Christmas brunch was an odd sort of affair. The four of them met in Signor Tonetti’s crowded dining room at a little before noon, with absurdly sheepish expressions on their faces and the shadows of an energetically spent night beneath their eyes.
They were oh, so polite, Maggie thought, stifling a grin as she sipped her blessedly strong coffee. Ian and Holly kept making the most nonsensical conversation, mostly consisting of “more coffee?” “pass the sugar,” and “try the preserves.” The subject of Ian’s nonexistent army commission never came up, and Maggie assumed Holly and he must have hashed it out the night before. Among other things. The two of them sat in blissful silence, sharing the occasional embarrassed grin.
Randall was just as bad. He must be an adherent to the rule of if you can’t say anything bad about a person, don’t say anything. He sat there, brooding into his coffee, answering in monosyllables, his hand on her knee beneath the linen tablecloth.

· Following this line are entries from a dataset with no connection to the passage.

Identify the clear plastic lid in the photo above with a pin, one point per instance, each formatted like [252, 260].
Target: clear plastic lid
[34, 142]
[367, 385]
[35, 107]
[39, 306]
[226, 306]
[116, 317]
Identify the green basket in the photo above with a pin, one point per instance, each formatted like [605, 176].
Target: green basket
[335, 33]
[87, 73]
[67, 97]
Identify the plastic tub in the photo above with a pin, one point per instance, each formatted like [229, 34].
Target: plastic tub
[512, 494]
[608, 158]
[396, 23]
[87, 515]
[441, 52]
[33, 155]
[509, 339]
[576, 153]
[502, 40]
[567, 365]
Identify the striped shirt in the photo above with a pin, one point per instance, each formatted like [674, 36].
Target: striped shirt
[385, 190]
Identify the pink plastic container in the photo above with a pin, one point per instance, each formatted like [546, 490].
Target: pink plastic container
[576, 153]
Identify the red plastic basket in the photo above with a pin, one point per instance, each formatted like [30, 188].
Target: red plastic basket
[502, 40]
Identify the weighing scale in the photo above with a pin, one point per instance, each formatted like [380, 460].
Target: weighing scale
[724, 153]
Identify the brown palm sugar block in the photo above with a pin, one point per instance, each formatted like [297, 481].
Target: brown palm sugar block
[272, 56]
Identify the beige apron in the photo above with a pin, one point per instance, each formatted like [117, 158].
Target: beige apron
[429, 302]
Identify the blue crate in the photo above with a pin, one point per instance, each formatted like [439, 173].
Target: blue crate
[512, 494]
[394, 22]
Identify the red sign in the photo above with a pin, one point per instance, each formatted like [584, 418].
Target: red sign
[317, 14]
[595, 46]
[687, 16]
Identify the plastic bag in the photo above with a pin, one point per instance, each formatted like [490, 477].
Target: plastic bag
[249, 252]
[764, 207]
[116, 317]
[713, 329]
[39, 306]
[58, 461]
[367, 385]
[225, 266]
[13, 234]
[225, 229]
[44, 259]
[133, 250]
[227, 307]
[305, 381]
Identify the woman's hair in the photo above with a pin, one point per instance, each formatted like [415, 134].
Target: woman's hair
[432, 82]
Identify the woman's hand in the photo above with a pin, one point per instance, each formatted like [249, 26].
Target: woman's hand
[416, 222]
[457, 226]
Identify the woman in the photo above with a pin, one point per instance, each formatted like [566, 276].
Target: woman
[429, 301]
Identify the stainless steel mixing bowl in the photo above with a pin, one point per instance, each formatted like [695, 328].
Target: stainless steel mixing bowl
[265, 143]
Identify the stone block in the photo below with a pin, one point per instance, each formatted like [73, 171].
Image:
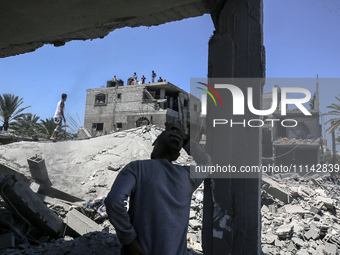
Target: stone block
[274, 189]
[284, 231]
[331, 249]
[80, 223]
[18, 194]
[313, 233]
[294, 209]
[194, 224]
[328, 202]
[38, 170]
[7, 241]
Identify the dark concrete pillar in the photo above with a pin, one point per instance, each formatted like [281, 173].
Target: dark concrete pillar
[232, 220]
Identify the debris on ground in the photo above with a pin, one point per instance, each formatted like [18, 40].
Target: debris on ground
[70, 180]
[308, 223]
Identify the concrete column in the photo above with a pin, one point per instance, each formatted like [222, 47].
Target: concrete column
[162, 96]
[171, 102]
[231, 219]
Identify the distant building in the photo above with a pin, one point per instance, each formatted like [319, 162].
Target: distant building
[117, 108]
[299, 145]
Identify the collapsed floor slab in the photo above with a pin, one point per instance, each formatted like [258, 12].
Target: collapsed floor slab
[26, 203]
[80, 223]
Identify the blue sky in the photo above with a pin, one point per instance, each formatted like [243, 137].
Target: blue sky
[301, 39]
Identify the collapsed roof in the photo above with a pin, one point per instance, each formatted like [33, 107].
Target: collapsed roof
[28, 25]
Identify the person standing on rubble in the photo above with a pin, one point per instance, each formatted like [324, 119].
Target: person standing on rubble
[135, 78]
[59, 116]
[153, 76]
[160, 195]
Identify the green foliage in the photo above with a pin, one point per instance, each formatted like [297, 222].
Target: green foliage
[26, 126]
[9, 109]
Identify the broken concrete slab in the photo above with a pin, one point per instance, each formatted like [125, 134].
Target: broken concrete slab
[194, 224]
[328, 202]
[38, 170]
[24, 201]
[294, 209]
[274, 189]
[7, 241]
[313, 233]
[53, 193]
[81, 224]
[331, 249]
[284, 231]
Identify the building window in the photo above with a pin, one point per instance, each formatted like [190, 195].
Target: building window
[186, 103]
[142, 122]
[98, 126]
[100, 99]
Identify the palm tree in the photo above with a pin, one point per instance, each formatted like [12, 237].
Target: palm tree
[26, 126]
[9, 111]
[335, 124]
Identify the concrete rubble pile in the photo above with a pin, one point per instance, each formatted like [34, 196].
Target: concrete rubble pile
[300, 214]
[42, 195]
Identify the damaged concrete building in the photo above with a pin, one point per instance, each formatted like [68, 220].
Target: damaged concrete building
[297, 143]
[235, 50]
[123, 107]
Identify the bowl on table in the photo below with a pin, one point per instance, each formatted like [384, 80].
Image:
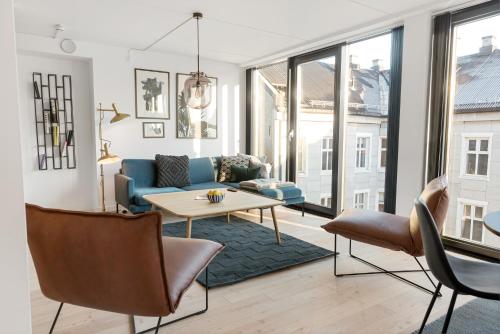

“So what’s next?” Holly said brightly when she’d managed to wolf down an astonishing amount of sweet buns. “Anybody know where Flynn’s gone to?”
“I know,” Ian rumbled, his green eyes downcast. “Not that it makes any difference because I don’t know where the hell Cul de Sac is.”
“I do,” Randall said, all trace of abstraction leaving him. He drained his coffee, setting it down with a snap on the china saucer. Three pairs of eyes turned in his direction, but he was taking his time now, pouring himself another cup and adding an unexpected lump of sugar.
“I thought you drank your coffee black?” Maggie questioned irrelevantly.
“I do. Today I need the sugar.” His smile was just this side of a grin.